The 21st century is called “the century of the environment.” It is also referred to as “the century of water.” Water is one of the few substances on this planet that cannot be replaced by another. We greatly benefit from water that comes in the form of rain as a natural resource. It is a grace we receive from Mother Nature, but it is a highly unpredictable one as its availability varies considerably from region to region, and precipitation fluctuates tremendously from season to season and year to year. Demands for water resources have grown steadily in tandem with social development, and ensuring stable supply of water is becoming fundamental national policies in many countries in the world. When it comes to achieving a balance between supply and demand of water, it is important to keep its demand at a low level by reducing wasteful water use and to increase its supply. Because of regional and seasonal limitations inherent in natural water resources, hitherto untapped sources such as rainwater and underground water, recycled drainage water, seawater, desalinated seawater have been put to practical use. In addition to development and popularization of water-saving apparatuses, water-saving activities on the part of users plays a crucial role in reducing the demand for water. The water-saving activities must ensure convenience and amenity as well as sanitation in keeping with the existing water supply, hot water supply and drainage systems.
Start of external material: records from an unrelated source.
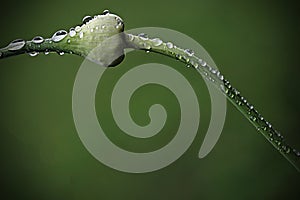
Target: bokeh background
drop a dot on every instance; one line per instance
(254, 43)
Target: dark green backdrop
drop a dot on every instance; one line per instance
(254, 43)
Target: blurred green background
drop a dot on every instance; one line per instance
(254, 43)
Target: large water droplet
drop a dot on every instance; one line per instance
(147, 46)
(143, 36)
(189, 52)
(32, 54)
(77, 29)
(105, 12)
(130, 37)
(156, 41)
(202, 63)
(38, 40)
(72, 32)
(170, 45)
(59, 35)
(16, 45)
(81, 35)
(86, 19)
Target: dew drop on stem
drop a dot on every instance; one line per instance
(72, 32)
(170, 45)
(105, 12)
(189, 52)
(86, 19)
(59, 35)
(16, 45)
(38, 40)
(32, 54)
(156, 41)
(143, 36)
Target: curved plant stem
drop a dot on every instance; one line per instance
(217, 79)
(186, 56)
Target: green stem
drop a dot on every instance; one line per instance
(80, 46)
(218, 80)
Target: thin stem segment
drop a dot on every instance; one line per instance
(217, 79)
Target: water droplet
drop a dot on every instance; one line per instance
(202, 63)
(170, 45)
(156, 41)
(143, 36)
(222, 87)
(105, 12)
(16, 44)
(59, 35)
(86, 19)
(72, 32)
(147, 46)
(178, 56)
(81, 35)
(77, 29)
(130, 37)
(32, 54)
(189, 52)
(38, 40)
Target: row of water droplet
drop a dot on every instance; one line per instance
(214, 75)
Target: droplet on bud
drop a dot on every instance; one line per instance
(59, 35)
(170, 45)
(38, 40)
(143, 36)
(189, 52)
(86, 19)
(156, 41)
(32, 54)
(72, 32)
(105, 12)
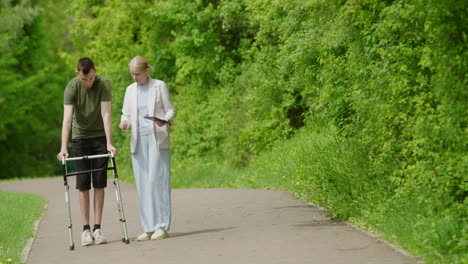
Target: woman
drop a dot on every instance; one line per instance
(150, 147)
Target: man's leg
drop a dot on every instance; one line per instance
(84, 205)
(98, 205)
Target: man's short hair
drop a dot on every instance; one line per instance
(85, 65)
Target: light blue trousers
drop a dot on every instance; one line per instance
(151, 167)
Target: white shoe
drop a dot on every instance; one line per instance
(144, 236)
(159, 234)
(87, 238)
(99, 237)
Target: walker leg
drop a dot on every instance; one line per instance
(120, 208)
(70, 231)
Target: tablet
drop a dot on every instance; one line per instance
(156, 119)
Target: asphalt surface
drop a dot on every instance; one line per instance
(208, 226)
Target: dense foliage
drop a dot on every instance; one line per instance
(32, 80)
(359, 105)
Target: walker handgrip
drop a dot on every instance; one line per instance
(90, 157)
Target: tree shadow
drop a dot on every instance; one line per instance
(179, 234)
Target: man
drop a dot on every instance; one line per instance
(87, 114)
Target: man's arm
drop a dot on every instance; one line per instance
(106, 118)
(66, 128)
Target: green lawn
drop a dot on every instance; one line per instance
(18, 213)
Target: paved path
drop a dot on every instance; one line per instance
(209, 226)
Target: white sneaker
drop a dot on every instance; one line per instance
(87, 238)
(99, 237)
(159, 234)
(144, 236)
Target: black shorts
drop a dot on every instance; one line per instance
(87, 147)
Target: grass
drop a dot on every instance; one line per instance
(18, 213)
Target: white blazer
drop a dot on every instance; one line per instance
(159, 105)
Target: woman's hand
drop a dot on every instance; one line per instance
(160, 124)
(123, 125)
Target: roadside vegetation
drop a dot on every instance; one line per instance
(18, 213)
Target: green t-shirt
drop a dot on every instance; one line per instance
(87, 119)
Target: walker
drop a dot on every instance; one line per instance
(118, 195)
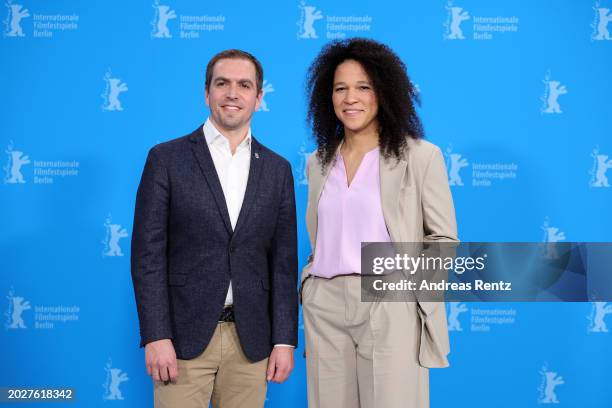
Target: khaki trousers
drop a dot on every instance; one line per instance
(361, 354)
(221, 373)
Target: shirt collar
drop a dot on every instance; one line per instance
(213, 136)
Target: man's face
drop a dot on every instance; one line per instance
(232, 94)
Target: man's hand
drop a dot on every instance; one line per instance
(160, 359)
(280, 364)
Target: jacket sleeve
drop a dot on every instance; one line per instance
(283, 256)
(439, 226)
(149, 251)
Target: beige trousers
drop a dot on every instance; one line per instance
(361, 354)
(221, 373)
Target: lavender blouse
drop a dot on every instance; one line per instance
(348, 216)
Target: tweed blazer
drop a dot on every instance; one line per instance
(185, 251)
(417, 207)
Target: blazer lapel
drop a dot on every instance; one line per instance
(255, 168)
(204, 159)
(391, 179)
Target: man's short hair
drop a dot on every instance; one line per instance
(235, 54)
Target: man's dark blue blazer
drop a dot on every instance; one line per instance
(184, 251)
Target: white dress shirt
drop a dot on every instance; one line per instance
(233, 173)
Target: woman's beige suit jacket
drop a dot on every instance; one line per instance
(417, 207)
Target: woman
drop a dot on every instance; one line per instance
(372, 179)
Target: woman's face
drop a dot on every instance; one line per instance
(354, 99)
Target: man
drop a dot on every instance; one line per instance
(214, 253)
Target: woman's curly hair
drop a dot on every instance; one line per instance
(395, 93)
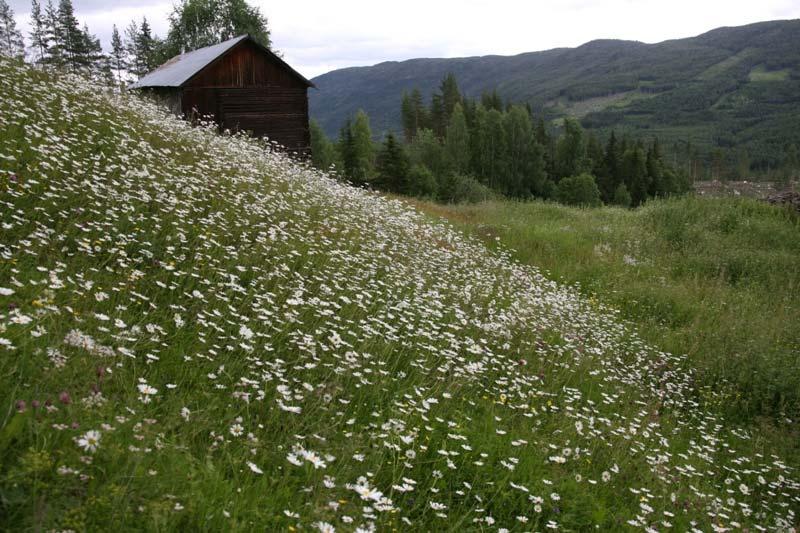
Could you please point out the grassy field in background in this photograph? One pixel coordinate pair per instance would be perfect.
(198, 334)
(716, 279)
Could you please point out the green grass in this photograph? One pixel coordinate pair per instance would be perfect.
(716, 279)
(760, 73)
(199, 335)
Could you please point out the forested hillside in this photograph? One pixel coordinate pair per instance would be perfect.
(198, 334)
(731, 95)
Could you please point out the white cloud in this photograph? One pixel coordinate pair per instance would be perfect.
(317, 36)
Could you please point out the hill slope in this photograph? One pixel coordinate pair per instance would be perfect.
(728, 86)
(196, 334)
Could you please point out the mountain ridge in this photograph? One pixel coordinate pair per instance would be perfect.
(699, 88)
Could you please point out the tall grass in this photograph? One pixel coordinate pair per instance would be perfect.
(197, 334)
(716, 279)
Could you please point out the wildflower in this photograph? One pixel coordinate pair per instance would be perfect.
(245, 332)
(90, 441)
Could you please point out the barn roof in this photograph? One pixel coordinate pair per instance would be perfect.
(181, 68)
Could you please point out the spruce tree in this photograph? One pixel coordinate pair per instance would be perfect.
(490, 158)
(346, 149)
(119, 58)
(392, 167)
(362, 149)
(54, 54)
(655, 171)
(609, 178)
(437, 116)
(421, 113)
(136, 65)
(146, 47)
(408, 117)
(38, 33)
(323, 154)
(198, 23)
(571, 150)
(456, 143)
(426, 150)
(451, 96)
(524, 172)
(634, 170)
(69, 35)
(11, 42)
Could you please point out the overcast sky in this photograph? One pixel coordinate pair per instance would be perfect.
(316, 36)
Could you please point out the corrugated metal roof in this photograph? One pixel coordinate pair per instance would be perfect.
(182, 68)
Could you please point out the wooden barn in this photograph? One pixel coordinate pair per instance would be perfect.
(243, 85)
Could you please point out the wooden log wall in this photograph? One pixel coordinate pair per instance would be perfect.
(246, 90)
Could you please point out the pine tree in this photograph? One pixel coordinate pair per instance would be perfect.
(524, 173)
(438, 120)
(634, 170)
(11, 42)
(571, 150)
(146, 47)
(392, 167)
(456, 144)
(408, 116)
(54, 55)
(491, 100)
(791, 162)
(425, 150)
(490, 157)
(69, 35)
(119, 58)
(38, 33)
(451, 96)
(609, 178)
(92, 56)
(323, 154)
(362, 149)
(198, 23)
(346, 149)
(655, 170)
(135, 62)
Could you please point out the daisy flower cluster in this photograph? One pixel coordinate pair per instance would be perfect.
(197, 332)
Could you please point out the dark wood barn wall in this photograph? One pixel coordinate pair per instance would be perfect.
(247, 90)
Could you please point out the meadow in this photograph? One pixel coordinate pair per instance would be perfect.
(197, 334)
(713, 278)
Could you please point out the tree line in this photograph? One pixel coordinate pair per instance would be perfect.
(57, 39)
(455, 149)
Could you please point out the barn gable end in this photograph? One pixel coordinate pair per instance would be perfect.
(243, 86)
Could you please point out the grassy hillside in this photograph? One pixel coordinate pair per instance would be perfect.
(197, 334)
(729, 87)
(711, 278)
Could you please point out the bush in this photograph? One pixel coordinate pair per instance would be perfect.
(578, 190)
(457, 189)
(621, 196)
(421, 182)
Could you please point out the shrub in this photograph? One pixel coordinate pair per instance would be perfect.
(421, 182)
(579, 190)
(621, 196)
(457, 189)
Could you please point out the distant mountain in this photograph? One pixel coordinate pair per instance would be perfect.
(729, 87)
6L toilet, a symbolic representative of modern water-saving apparatus, was created in America in an effort to reduce flushing water in toilet from 20 litters down to 1.6 gal. Prompted from the viewpoint of conservation of water resources and stipulated in Energy Policy Act (1992), this shift represented a turning point in the water-saving movement. It has become a worldwide standard since. In Japan we had traditionally pursued our efforts at water saving through improvement of sanitary fixtures and water-related home electric appliances. But the introduction of 6L toilet has accelerated the nation’s water saving momentum further, and toilets with even less water for flushing are now being developed and marketed.
On the other hand, in the field of architecture, we have concentrated our effort at reducing environmental burdens through reinforcement of energy saving. When we use water in buildings, CO2 is emitted as a result of energy consumption in various stages of water flow including purification, conveyance and treatment. Water saving can be an effective means to reduce CO2. As far as reduction of CO2 in homes is concerned, Japan falls behind other nations, but a simulation study postulated that it is possible to reduce the total CO2 emission in Japan down to 1 % of the 1990 level (equivalent to 25% of all CO2 emission from kitchen, bathroom and toilet) by 2020 if we control the emission through popularization of water-saving apparatuses. This study made various organizations both in public and private sectors aware of the importance of building a society based on the concept of water saving, and as a result various policy-making processes have started. In addition, these activity fit in well with the Green Building orientation.
Since the prediction and estimation techniques used in the study can be applied to the whole Asian region, feasibility studies into the use of carbon credits in water saving have started in line with Ministry of the Environment’s “Feasibility Study Programme on New Mechanism” (MOEJ/GEC) and CDM in 2011. We expect that proposing this scenario for creating society based on the concept of water saving become a common key theme for sustainable development of Asian countries.
It is imperative that we take to heart the significance implied by the promotion of water-saving buildings in Asian countries: CO2 reduction, potentials for preserving water resources; and that we share this theme with researchers, policy makers and all others who are involved in the fields of water, environment and construction in Asian countries to establish scenarios for reducing environmental burdens and making a powerful shift to society geared to water saving. In view of this, we founded “Asian Saving Water Council” as a consortium for research organizations in China, Korea, Taiwan, Hong Kong and Japan to provide them with a common ground.
With this objective in mind, the first meeting of “Asian Saving Water Council Symposium” will be held at Meiji University in Tokyo. Talks and presentations will focus on such topics as Japan’s water saving endeavour and policies surrounding water resources; scenarios for creating society based on the concept of water-saving; issues surrounding water use, current status of water-saving, and development of water-saving apparatuses in China, Korea, Taiwan, and Hong Kong. We would like to make the arguments surrounding these issues open to the public and contribute to the realization of society built on the water-saving concept in Asian countries.